In Hawaii, she was the first woman to climb the world's highest volcano; in Perak, she rode elephants through the jungles; in Colorado, she scaled 14,000 foot mountains, spent six months traveling mostly alone on horseback, and fell in love with a one-eyed desperado named Rocky Mountain Jim. But whenever she came home to Scotland, her symptoms returned, making another trip essential. Bird's remarkable journeys took her to the remotest parts of the world and brought her considerable fame. She became the first female Fellow of the Royal Geographical Society, advised Prime Minister William Gladstone on the issue of Armenian Christians, and was presented to Queen Victoria in 1893. Her numerous travel writings, including 'The Hawaiian Archipelago,' 'A Lady's Life in the Rocky Mountains,' 'Unbeaten Tracks in Japan,' and 'The Golden Chersonese,' remain popular today.

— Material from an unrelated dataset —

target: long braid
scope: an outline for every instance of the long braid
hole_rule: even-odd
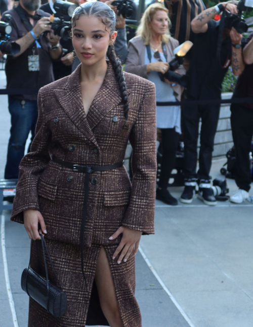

In this fascinating collection of Bird's previously unpublished letters to her homebound younger sister Henrietta, one experiences her journeys firsthand and gains insight into the ambiguous private life of a woman who often invented her public face. Containing correspondence from her first two grand tours to Australia, Hawaii, and Colorado in 1872-1873, and to Japan, China, Malaya, and the Holy Land in 1878-1879, 'Letters to Henrietta' provides a fresh view of the legendary Victorian traveler.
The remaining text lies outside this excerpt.